Knowledge of God is literally written on your heart. Its even from Romans man come on.
 
No we are not. We are born as sinners since we know nothing of God. We have to ask for Gods grace and learn about him and his rules. Yes I am a catholic. If you go and try to invent your morals you end up in a very weird space. I guess you can call it clown world. And then you are in a world of shit...
This isn't a correct understanding of Catholic teaching. There's a subset of laws (the Natural Moral Law) which is innate to humans. See CCC 1955 - 1960.
 
Children see another being hurt as bad at a surprisingly young age. I distinctly remember one of mine responding to a kid taking something off their sibling by whacking the offender woth a toy train when said sibling cried. They were definitely less than one at the time.
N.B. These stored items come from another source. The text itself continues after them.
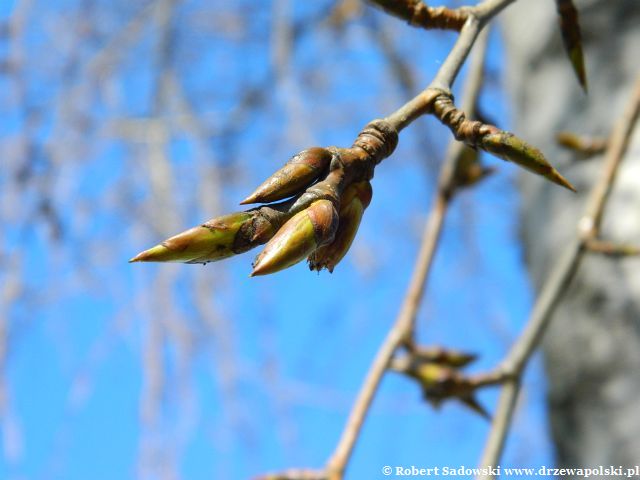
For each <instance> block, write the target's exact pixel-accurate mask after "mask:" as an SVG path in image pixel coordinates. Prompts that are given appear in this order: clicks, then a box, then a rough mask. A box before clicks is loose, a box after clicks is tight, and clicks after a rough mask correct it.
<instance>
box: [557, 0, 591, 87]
mask: <svg viewBox="0 0 640 480" xmlns="http://www.w3.org/2000/svg"><path fill="white" fill-rule="evenodd" d="M556 7H557V10H558V15H559V16H560V31H561V33H562V43H563V44H564V48H565V50H566V51H567V55H568V56H569V61H570V62H571V66H572V67H573V71H574V72H575V74H576V77H577V78H578V82H580V86H582V88H583V89H584V91H585V93H586V92H587V74H586V71H585V67H584V55H583V53H582V35H581V33H580V22H579V20H578V10H577V9H576V7H575V6H574V5H573V0H556Z"/></svg>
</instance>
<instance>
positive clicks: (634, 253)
mask: <svg viewBox="0 0 640 480" xmlns="http://www.w3.org/2000/svg"><path fill="white" fill-rule="evenodd" d="M585 247H586V248H587V250H589V251H590V252H592V253H600V254H602V255H609V256H611V257H632V256H636V255H640V245H629V244H626V243H615V242H608V241H606V240H599V239H595V238H594V239H592V240H588V241H587V242H586V244H585Z"/></svg>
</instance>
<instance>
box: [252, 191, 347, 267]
mask: <svg viewBox="0 0 640 480" xmlns="http://www.w3.org/2000/svg"><path fill="white" fill-rule="evenodd" d="M337 227H338V213H337V212H336V209H335V208H334V206H333V203H331V202H330V201H329V200H318V201H316V202H314V203H312V204H311V206H310V207H309V208H307V209H306V210H303V211H301V212H298V213H297V214H296V215H294V216H293V217H292V218H291V219H290V220H289V221H287V223H285V224H284V226H283V227H282V228H281V229H280V230H278V232H277V233H276V234H275V235H274V237H273V238H272V239H271V240H270V241H269V243H267V245H266V246H265V248H264V250H263V251H262V253H260V255H258V257H256V260H255V262H254V265H253V272H252V273H251V276H252V277H253V276H256V275H267V274H270V273H274V272H277V271H280V270H284V269H285V268H288V267H290V266H292V265H294V264H296V263H298V262H299V261H300V260H302V259H303V258H305V257H307V256H308V255H309V254H311V253H312V252H313V251H314V250H316V249H317V248H318V247H321V246H322V245H325V244H326V243H328V242H331V241H332V240H333V238H334V236H335V233H336V229H337Z"/></svg>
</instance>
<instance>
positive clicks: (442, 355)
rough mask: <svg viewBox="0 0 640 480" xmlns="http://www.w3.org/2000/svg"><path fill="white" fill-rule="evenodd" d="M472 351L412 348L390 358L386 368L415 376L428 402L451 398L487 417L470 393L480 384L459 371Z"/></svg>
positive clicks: (424, 397)
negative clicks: (396, 355) (392, 357)
mask: <svg viewBox="0 0 640 480" xmlns="http://www.w3.org/2000/svg"><path fill="white" fill-rule="evenodd" d="M475 358H476V357H475V355H470V354H466V353H462V352H457V351H450V350H445V349H442V348H424V347H422V348H414V349H412V350H410V351H409V353H408V354H406V355H404V356H402V357H395V358H393V359H392V361H391V364H390V366H389V368H390V369H391V370H394V371H396V372H399V373H403V374H405V375H407V376H409V377H411V378H413V379H414V380H416V381H417V382H418V383H419V384H420V386H421V387H422V394H423V396H424V398H425V400H427V401H428V402H429V403H430V404H431V405H433V406H434V407H436V408H437V407H439V406H440V404H441V403H442V402H443V401H445V400H447V399H451V398H455V399H457V400H458V401H460V402H462V403H464V404H465V405H466V406H467V407H469V408H471V409H472V410H473V411H474V412H476V413H478V414H479V415H481V416H483V417H485V418H487V419H489V418H490V416H489V414H488V412H487V411H486V410H485V408H484V407H483V406H482V405H480V403H478V401H477V400H476V398H475V396H474V394H475V391H476V390H477V389H478V387H479V386H480V385H479V384H478V383H477V382H476V381H475V380H474V379H473V378H470V377H467V376H465V375H463V374H462V373H461V372H460V368H462V367H464V366H466V365H467V364H469V363H471V362H472V361H473V360H475Z"/></svg>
Morality is beneficial and to a point inbuilt. Chimps also see if a game is ‘unfair’ but human children will get angry at a rigged game at a very young age. I do t see why any of this is surprising. We are not blank slates, children have different personalities from day one, and they are aware and observing the world from very early too. Group cohesion relies on people playing by the rules and those who transgress being punished. Current year may think that’s regressive but it’s reality
 
The conclusion makes no sense. The more reasonable conclusion is that the babies are staring at aggressors because they are more worth paying attention to. Unless I'm missing something.